Traveling in Colorado
Colorado is located right in the heart of America, famous for being home to the Rocky mountains, colorful deserts and its friendly metropolitan capital Denver. So far I’ve only touched the western part of Colorado visiting the small city of Grand Junction. From there I did two separate hiking trips exploring the vast deserts and nearby mountains. Most people consider eastern Colorado to be most important part of the state. In the east is where you’ll find most of population built in several cities sprawled along the base of the glaciated Rockies. As far as my domestic travels go I consider the greater area of Denver and Miami to be the most significant places in the country I have yet to visit at this point.
At 14,026 feet (4,275 meters), Pyramid Peak is actually one of the shortest of the state’s 14’ers. The steep and exposed summit however actually makes this mountain Colorado’s third most difficult peak because of the danger. This was certainly a mini adventure for me, and after climbing it I’ve been inspired to later try out some more of state’s peaks over 14,000 feet.
At 14,439 feet (4,401 meters) Mt. Elbert is only a few hundred feet, or 100 meters taller than nearly 50 other 14,000 foot peaks in the state. That extra few hundred feet however is enough to make Mt. Elbert the highest peak of Colorado, and also the entire Rocky mountain range. Though it dominates the Rockies in altitude, Elbert is also known for its gentle slopes and is actually one of the easiest mountains in the state.

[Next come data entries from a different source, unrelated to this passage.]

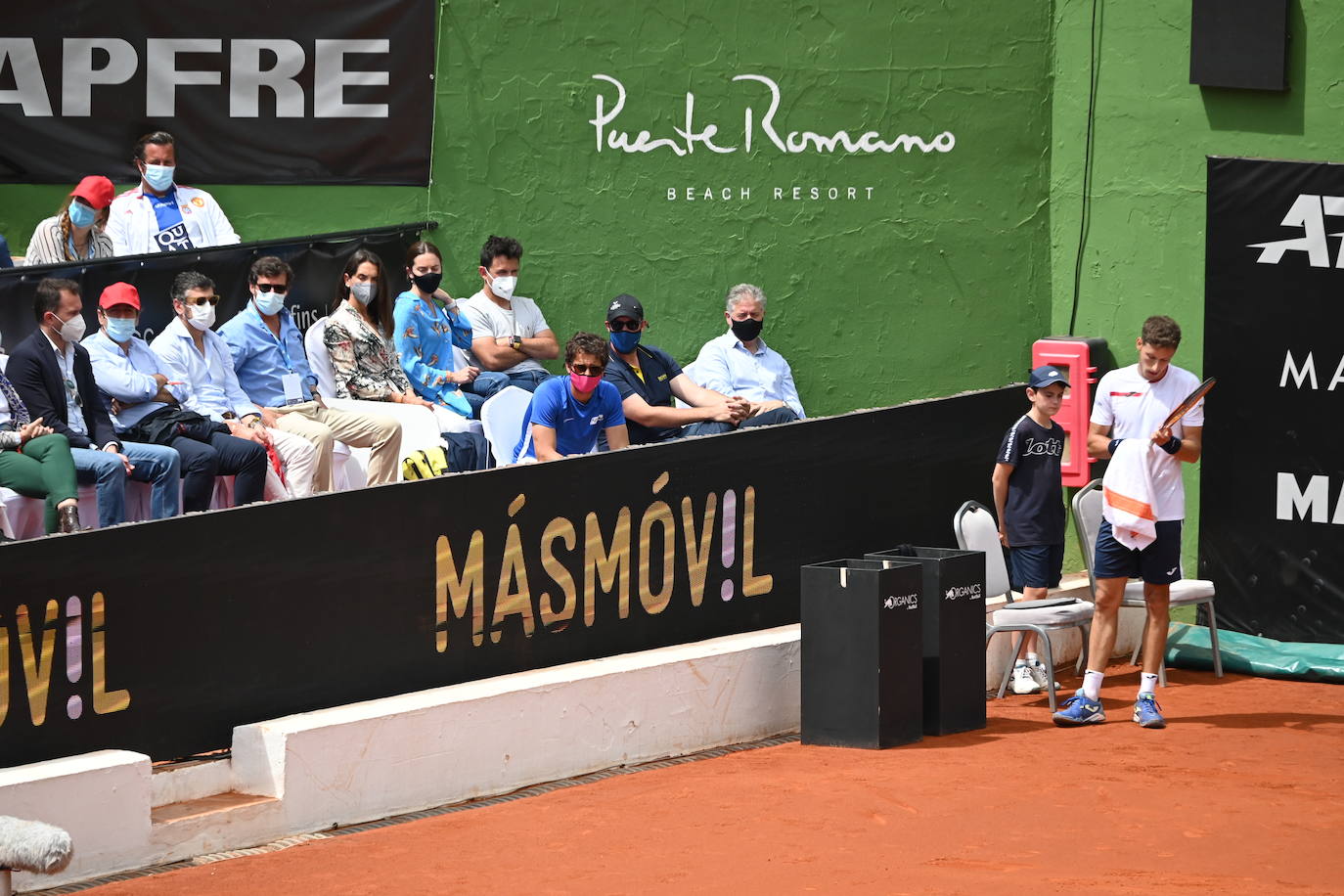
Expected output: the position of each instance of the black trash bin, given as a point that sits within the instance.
(861, 653)
(953, 636)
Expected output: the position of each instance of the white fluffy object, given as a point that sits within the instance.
(32, 846)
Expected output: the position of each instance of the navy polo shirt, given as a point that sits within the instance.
(654, 387)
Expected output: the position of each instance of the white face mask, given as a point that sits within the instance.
(201, 316)
(72, 330)
(363, 293)
(504, 287)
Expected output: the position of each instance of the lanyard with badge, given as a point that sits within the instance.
(291, 383)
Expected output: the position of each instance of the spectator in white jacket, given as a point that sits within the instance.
(161, 215)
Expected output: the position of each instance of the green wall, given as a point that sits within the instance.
(933, 287)
(1152, 130)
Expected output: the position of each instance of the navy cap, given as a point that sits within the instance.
(1045, 375)
(625, 305)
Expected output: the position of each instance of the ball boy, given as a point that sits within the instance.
(1030, 506)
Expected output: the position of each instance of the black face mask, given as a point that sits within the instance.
(427, 283)
(747, 330)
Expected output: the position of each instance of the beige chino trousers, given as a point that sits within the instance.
(323, 425)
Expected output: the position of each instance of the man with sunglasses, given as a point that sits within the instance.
(567, 413)
(146, 406)
(191, 352)
(648, 379)
(270, 364)
(54, 378)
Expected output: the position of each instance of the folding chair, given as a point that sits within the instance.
(1088, 516)
(977, 531)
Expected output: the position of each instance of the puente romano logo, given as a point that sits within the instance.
(861, 140)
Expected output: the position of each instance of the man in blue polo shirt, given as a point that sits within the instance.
(272, 368)
(567, 413)
(648, 379)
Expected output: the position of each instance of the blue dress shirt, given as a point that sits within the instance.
(211, 387)
(726, 366)
(126, 377)
(259, 359)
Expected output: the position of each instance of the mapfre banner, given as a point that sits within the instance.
(1272, 511)
(281, 93)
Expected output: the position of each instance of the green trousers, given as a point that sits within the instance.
(43, 469)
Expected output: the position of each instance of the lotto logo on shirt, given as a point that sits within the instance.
(173, 240)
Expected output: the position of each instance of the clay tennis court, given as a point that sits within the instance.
(1239, 794)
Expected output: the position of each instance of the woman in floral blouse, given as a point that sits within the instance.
(358, 336)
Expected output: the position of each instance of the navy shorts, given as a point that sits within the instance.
(1035, 565)
(1159, 563)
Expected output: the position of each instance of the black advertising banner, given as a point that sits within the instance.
(317, 262)
(160, 637)
(338, 92)
(1273, 471)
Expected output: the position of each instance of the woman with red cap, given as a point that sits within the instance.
(75, 233)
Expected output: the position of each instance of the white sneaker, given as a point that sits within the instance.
(1041, 677)
(1023, 681)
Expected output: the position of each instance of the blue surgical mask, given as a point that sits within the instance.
(81, 215)
(625, 340)
(160, 176)
(269, 302)
(121, 328)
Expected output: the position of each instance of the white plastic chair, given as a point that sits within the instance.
(1185, 593)
(976, 531)
(502, 420)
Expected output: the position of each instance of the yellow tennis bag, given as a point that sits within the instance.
(426, 464)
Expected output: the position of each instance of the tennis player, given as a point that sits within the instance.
(1133, 403)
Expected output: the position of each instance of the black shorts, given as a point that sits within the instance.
(1159, 563)
(1035, 565)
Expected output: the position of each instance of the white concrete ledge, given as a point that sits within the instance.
(380, 758)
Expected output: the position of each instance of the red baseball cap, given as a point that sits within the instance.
(119, 294)
(96, 190)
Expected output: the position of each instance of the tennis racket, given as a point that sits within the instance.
(1191, 400)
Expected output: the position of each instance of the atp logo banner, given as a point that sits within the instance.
(1271, 507)
(1308, 215)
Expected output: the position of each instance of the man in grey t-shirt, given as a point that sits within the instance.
(509, 332)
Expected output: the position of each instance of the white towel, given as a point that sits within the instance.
(1128, 495)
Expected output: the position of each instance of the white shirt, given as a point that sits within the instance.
(728, 367)
(489, 320)
(132, 223)
(211, 385)
(1135, 409)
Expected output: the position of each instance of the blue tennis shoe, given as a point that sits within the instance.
(1148, 713)
(1080, 711)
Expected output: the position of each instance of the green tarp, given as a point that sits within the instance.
(1188, 648)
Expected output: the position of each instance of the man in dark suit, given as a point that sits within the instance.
(54, 378)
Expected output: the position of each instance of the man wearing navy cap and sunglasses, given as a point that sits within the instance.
(648, 379)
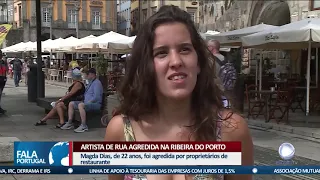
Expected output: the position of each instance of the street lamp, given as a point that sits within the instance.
(77, 9)
(50, 6)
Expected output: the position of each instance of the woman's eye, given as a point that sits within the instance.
(161, 54)
(185, 50)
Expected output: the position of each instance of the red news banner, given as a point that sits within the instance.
(156, 153)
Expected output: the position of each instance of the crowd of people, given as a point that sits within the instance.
(175, 81)
(80, 97)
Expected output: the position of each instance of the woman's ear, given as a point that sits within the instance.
(198, 70)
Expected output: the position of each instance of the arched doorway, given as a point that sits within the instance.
(46, 36)
(273, 13)
(70, 35)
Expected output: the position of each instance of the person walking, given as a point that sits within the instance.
(3, 78)
(17, 70)
(225, 72)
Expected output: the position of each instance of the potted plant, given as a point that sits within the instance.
(102, 69)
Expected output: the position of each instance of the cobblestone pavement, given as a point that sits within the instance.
(21, 116)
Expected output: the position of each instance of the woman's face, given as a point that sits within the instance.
(175, 61)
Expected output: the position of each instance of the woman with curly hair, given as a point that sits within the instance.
(169, 93)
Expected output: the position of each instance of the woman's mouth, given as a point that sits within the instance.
(177, 77)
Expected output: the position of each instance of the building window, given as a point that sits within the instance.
(154, 10)
(193, 16)
(315, 4)
(144, 15)
(96, 20)
(46, 17)
(72, 18)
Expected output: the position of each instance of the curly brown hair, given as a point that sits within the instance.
(138, 91)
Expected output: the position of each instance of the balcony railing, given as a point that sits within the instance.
(46, 24)
(71, 25)
(3, 18)
(96, 26)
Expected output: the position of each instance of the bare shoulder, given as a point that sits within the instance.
(115, 129)
(235, 128)
(233, 125)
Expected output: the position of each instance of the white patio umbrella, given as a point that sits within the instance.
(30, 46)
(296, 35)
(50, 44)
(233, 38)
(208, 33)
(67, 45)
(13, 48)
(122, 45)
(100, 42)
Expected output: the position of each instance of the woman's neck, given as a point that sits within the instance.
(174, 112)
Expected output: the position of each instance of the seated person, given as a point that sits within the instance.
(74, 64)
(75, 93)
(92, 102)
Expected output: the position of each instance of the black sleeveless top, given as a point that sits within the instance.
(78, 96)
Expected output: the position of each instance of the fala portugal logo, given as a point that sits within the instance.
(286, 152)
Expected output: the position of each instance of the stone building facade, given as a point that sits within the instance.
(94, 17)
(226, 15)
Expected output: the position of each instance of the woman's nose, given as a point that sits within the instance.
(175, 59)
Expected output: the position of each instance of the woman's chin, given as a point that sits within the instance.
(179, 95)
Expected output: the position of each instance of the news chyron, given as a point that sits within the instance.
(205, 159)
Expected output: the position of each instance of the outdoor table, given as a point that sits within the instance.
(279, 83)
(61, 74)
(300, 95)
(266, 94)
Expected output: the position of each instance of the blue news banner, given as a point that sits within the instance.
(160, 170)
(54, 158)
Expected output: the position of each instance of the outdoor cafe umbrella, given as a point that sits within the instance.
(296, 35)
(233, 38)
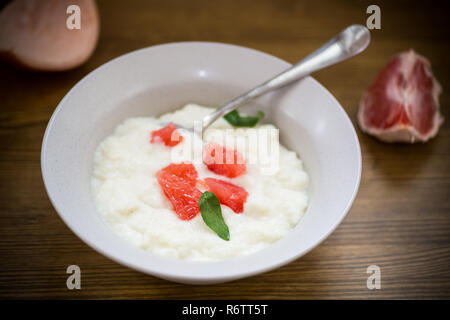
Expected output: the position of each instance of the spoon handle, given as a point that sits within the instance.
(351, 41)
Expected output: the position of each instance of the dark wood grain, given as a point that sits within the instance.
(400, 220)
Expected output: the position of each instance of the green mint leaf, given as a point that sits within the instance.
(236, 120)
(212, 215)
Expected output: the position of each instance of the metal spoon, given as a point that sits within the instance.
(351, 41)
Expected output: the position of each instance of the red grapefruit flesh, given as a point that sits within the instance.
(228, 194)
(221, 161)
(178, 184)
(402, 104)
(169, 135)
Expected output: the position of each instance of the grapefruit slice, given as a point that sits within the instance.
(169, 135)
(178, 184)
(228, 194)
(402, 104)
(221, 161)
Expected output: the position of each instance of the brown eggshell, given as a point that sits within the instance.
(34, 34)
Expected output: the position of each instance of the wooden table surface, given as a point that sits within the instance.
(400, 220)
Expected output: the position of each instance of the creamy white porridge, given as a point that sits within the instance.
(129, 197)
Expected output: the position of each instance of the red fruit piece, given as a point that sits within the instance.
(402, 104)
(185, 171)
(178, 184)
(169, 135)
(221, 161)
(228, 194)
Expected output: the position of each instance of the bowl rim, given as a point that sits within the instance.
(188, 278)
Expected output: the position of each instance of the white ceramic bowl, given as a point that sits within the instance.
(158, 79)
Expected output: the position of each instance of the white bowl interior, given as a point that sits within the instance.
(159, 79)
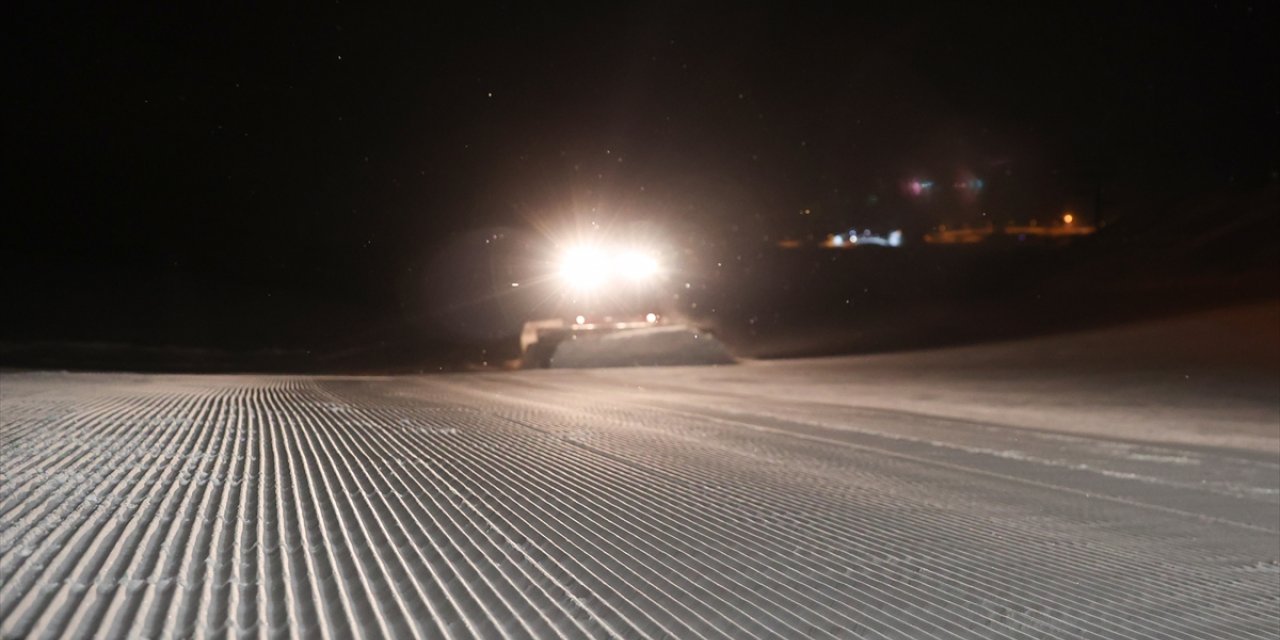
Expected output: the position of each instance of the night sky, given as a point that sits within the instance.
(228, 176)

Grand Junction is a small city located in Colorado’s western deserts, famous for its artsy downtown and local desert activities. From here you can enjoy a fun stay in a charming town while going out for horseback riding, white water rafting and other activities. A protected area just a few miles away from Grand Junction is home to dozens of wild horses. Also nearby is Colorado National Monument which has some spectacular canyons and a great view of the city itself.